To be fair, it isn’t clear how much politicians can do to control a fast-moving crisis like the riots that roiled Ferguson.
Former Missouri Gov. Bob Holden — like Nixon, a Democrat — declined to criticize the state’s response.
But he said all politicians can do a better job reaching out to affected communities before violence strikes.
“We all share some responsibility,” Holden said. “The real disconnect, and the African-American community has some responsibility here, is that disconnect between citizens and their elected officials, period.”

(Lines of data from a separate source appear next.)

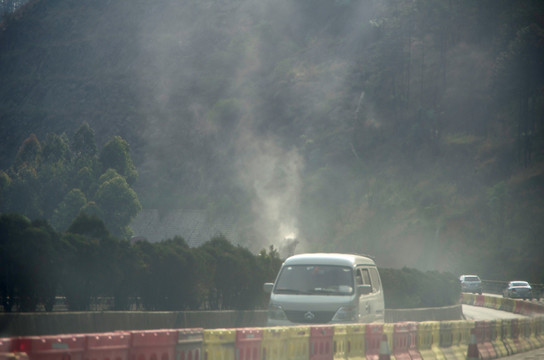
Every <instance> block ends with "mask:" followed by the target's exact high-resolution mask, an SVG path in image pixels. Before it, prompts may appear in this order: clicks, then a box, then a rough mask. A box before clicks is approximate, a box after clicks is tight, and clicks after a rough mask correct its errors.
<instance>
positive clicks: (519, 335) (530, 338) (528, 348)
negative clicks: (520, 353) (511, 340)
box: [519, 318, 539, 351]
mask: <svg viewBox="0 0 544 360" xmlns="http://www.w3.org/2000/svg"><path fill="white" fill-rule="evenodd" d="M519 328H520V334H519V337H520V340H521V339H522V341H523V343H525V346H526V349H527V350H526V351H530V350H533V349H536V348H538V347H539V344H538V341H537V340H536V337H535V332H534V325H533V321H532V319H531V318H521V319H519Z"/></svg>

Some outsiders said Nixon’s response, and the state’s, was the best that might be expected in a complicated, unique situation.
Yet there is some evidence that politicians can defuse potentially violent confrontations, through a combination of appropriate rhetoric and community credibility.
In 1992, Kansas Citians held a rally following the acquittal of police officers in the Los Angeles beating of Rodney King. At one point, a young African-American speaker suggested protesting the verdict on the Country Club Plaza.
Then-Mayor Cleaver was quick to respond.
“We aren’t going to the Plaza,” he told the crowd. “We aren’t going anywhere talking about violence … The people dying in Los Angeles are not white folks. They are African-American. Let’s not be stupid.”
The city largely escaped the violence that plagued other urban areas, and many observers credited Cleaver for his calming influence at the rally.
Today, he credits good fortune for that response.
“Anything that you do successfully is probably by error,” Cleaver said on MSNBC this week.
“There is no book written on what you do or what you say. I think we put enormous pressure on anyone if we create the atmosphere that if this person comes to town everything is going to be OK.”